Dans la réponse à la crise actuelle, la responsabilité de toutes les parties prenantes et de ceux qui les soutiennent – les pays de la région – est évidente : elles doivent respecter le droit humanitaire international et les droits de l’Homme. Cela peut paraître « aspirationnel », mais, encore une fois, les Nations unies doivent transmettre ce message, au même titre que la France. En effet, le fait, par exemple, que l’armée congolaise mène des opérations avec certains groupes armés entraîne des conséquences significatives en matière de respect de ses obligations, qui peuvent exacerber les tensions au lieu d’aider à les résorber.

La crise entre l’Arménie et l’Azerbaïdjan a été quelque peu occultée par la multiplication des autres crises. Ici aussi, la communauté internationale et le Conseil de sécurité ne parlent pas d’une voix unie, ce qui limite d’ailleurs le recours éventuel à des options telles que des opérations de maintien de la paix. Les Nations unies ont mené de nombreux efforts pour travailler au désenclavement de l’aide humanitaire, parallèlement aux messages que nous pouvons porter en appui des efforts politiques en cours, y compris ceux de la France.
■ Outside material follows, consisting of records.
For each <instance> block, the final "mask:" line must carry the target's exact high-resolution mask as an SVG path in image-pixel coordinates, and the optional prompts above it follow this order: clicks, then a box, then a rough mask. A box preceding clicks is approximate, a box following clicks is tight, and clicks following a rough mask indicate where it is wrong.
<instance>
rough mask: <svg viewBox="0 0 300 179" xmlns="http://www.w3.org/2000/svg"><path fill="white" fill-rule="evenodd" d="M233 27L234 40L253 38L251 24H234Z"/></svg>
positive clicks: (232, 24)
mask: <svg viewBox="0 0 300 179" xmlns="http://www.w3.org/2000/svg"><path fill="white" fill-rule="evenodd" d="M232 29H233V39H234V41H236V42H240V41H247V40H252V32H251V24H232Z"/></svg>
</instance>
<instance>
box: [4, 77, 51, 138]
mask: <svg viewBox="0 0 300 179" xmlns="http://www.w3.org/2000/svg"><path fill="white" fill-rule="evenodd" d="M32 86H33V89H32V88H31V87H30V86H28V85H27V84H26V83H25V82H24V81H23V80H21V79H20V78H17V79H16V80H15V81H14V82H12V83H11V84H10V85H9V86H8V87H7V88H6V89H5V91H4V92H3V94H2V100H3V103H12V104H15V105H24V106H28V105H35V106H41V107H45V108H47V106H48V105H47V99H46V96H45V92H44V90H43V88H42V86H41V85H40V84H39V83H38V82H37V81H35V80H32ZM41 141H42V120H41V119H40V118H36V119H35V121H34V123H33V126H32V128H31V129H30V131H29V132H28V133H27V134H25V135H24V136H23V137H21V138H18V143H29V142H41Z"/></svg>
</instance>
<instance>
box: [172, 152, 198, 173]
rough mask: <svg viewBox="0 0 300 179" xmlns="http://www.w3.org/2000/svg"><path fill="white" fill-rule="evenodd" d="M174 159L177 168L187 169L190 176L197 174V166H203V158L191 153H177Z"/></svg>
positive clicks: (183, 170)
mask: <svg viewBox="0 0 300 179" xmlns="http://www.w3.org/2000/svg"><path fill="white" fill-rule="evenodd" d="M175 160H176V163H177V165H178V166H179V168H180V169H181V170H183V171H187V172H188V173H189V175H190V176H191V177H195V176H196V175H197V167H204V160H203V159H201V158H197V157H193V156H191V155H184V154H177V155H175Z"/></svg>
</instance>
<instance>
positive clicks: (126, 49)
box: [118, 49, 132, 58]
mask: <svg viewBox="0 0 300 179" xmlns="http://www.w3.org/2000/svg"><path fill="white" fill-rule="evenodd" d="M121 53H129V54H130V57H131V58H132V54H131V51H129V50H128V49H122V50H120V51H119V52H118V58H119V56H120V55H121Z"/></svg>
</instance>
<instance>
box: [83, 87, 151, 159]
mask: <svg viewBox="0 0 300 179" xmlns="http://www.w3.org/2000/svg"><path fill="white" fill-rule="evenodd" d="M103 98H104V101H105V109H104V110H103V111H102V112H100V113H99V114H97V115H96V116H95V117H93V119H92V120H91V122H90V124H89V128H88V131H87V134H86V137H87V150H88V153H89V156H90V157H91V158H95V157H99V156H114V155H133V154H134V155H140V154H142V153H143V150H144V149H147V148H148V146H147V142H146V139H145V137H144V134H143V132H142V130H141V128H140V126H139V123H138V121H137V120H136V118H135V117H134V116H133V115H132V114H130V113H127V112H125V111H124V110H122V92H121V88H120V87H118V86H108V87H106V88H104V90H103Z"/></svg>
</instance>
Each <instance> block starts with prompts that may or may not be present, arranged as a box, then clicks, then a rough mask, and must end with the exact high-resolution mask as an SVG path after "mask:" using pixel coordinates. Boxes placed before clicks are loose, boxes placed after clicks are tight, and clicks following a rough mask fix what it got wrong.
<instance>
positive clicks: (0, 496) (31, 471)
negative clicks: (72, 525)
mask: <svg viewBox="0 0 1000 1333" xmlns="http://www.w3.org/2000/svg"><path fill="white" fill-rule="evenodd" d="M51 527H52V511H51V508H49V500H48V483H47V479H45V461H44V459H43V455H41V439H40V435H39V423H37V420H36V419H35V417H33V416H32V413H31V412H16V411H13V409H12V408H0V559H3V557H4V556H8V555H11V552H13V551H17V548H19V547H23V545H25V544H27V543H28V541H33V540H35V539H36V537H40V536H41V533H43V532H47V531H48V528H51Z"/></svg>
M. le président Thomas Gassilloud. Je vous remercie.

 


([1]) Commission des affaires étrangères, commission des finances, de l’économie générale et du contrôle budgétaire, commission du développement durable et de l'aménagement du territoire, commission des affaires européennes. 

([2]) Visites auprès de la Cédéao, de l’Union africaine, du Nigéria, de l’Ethiopie, de Djibouti. 

([3]) Audition de l’Ambassadeur de France au Niger, M. Sylvain Itté – 29 novembre 2023.

([4]) Audition de M. Achille Mbembe, Professeur d’histoire et de sciences politiques Université Witwatersrand de Johannesburg – 15 novembre 2023.

([5]) Titre émis dans une devise différente de celle du marché dans lequel il est émis.